Betty Box Pleat

Covering a Purse Frame

Long before I started Betty Box Pleat the only purse frames you could get in Australia were horrible! The plating would pit and scratch easily and they were very thin things, this cover technique saved my bacon many times! If you’re using our Betty Box Pleat frames you don’t need to be concerned with quality however this can still be fabulous for when you want to change things up or cover a mishap like a hammer blow/crimping moment that went askew!

It is an advanced technique, not because it’s hard to do, but because you need to manage the thickness of your purse’s top edge to adjust for the reduced fabric gap from the cover. I would always put the cover on first, work out my revised fabric gap (glue in thickness) and then create the purse body, adjusting the interfacing to work with the new installation area. You also need to be confident with leverage work during cover application and final purse body installation, it’s fiddly but worth it!

I mostly use light/thin stretchy leather, eg. nappa,  however you can also use fabric that doesn’t fray easily and is cut on the bias to enable smooth corners. The glue you use will reduce the risk of fray however I’d still go with something that’s well woven and stable. Make sure the cover you use isn’t thicker than 1mm or you will have difficulty with your frame closing.

This technique is best used with plain glue in frames with simple clasp mechanisms, I have used it on the 10” with external chain keepers but my leather was very flexible so melted around the extra features easily. It doesn’t work with internal chain keepers (well at least I haven’t found a neat way to do this yet, there are better heads out there than mine so I’m sure someone will find a way!)

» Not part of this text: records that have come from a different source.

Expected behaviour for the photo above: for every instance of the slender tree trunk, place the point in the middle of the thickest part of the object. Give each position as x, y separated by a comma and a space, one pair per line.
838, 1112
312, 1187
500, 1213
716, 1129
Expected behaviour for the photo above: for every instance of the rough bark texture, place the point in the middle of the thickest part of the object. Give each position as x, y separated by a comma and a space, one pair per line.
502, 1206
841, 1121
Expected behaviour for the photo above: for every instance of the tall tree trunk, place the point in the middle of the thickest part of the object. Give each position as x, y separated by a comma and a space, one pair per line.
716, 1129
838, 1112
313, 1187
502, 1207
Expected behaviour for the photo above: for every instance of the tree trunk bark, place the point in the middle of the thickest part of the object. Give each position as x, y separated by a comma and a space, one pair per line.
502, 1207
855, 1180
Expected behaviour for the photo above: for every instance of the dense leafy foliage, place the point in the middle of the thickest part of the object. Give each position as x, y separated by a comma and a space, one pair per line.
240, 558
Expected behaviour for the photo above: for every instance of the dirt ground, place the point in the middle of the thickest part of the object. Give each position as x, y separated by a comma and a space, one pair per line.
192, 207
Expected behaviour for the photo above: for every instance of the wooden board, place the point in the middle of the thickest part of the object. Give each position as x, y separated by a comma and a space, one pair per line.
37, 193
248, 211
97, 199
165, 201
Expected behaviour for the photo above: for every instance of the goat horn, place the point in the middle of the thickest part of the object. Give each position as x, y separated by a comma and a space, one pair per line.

1 x glue in purse frame with external features (not recommended on frames with internal chain keepers)

2 x 1.5 Inch / 38mm wide lightweight leather the length of your purse frame as determined below

Frame glue eg. Tiger grip, hemline general adhesive, HT2, I’ve used Tiger grip in our example frame as I like how it cleans up, it’s easy to see and it’s a great hold.

A butter knife or flat headed screwdriver for leverage

Mini Bull dog clips or similar clips eg wonderclips

Cardboard offcuts to protect the leather from clip indents as it’s drying.

Note: During this process make certain you don’t have any glue going near your hinges or they will seize up.

Measure your purse frame along the metal edging from the base edge, up the side, along the top and back down the opposite side to determine the length needed (picture – blue lines)

Always start on the outside side of your frame as that way any joins made to work around clasps/chain keepers are only visible on the inside.

Step 1

On the inside of the outer edge panel, run a thin line of glue along the length of the frame.

Step 2

Using the long edge of one leather cover, attach the wrong side to the glue line using a knife or similar implement to attach it evenly along the inner panel. Do not allow your leather panel to journey onto the top edge, it needs to sit up against this but will only cover the internal side edge panel. Leave to dry

Step 3

Once the first panel is dry, fold your remaining leather up firmly to meet the clasp. Mark from the base of the clasp up, to provide a clear line to cut around your clasp (don’t cut yet)

Step 4

Fold your leather cover back down to expose the outside edge panel. Run your glue along the metal outside edge panel. Pull the leather cover firmly over the outside edge and clip as you go.

You will notice that it wants to flip over those top corners and that’s ok, let it flip, your corners will be uneven however you can easily move the leather into place. Once the corners are smoothed, allow this section to dry

Step 5 Cut your clasp opening line and check that it wraps around the clasp base firmly. It may need a nick more however be careful not to go too far it needs to wrap tightly around the base.
Working with the side that sits under the clasp first, apply glue to that half of the metal frame, wrap the leather over tucking it in tightly around the clasp base and down over the inside frame panel.

Note: the remaining leather will be tucked inside the frame once this section is dry.

Apply glue to the remaining half of the metal frame

Step 6

Fold the leather firmly over the panel matching the two halves together under the clasp to form a neat finish. Leave to dry.

Step 7 Once the sides panels are dry, apply glue to the remaining leather and using your knife/flat head screwdriver push the leather up inside the frame and secure to the side while it dries using your clips and card (if needed – helpful if your leather is sensitive to clip marks – mine is)

Repeat on the other side

Once dry insert your purse/bag as normal, it will be a tighter bond, you may need your knife/flat screwdriver to assist however there may not be any need to crimp the frame! As always ensure your glue is top notch.

Quick tip: Depending upon the thickness of your leather you may also need to adjust your kiss clasp to create a tighter bond.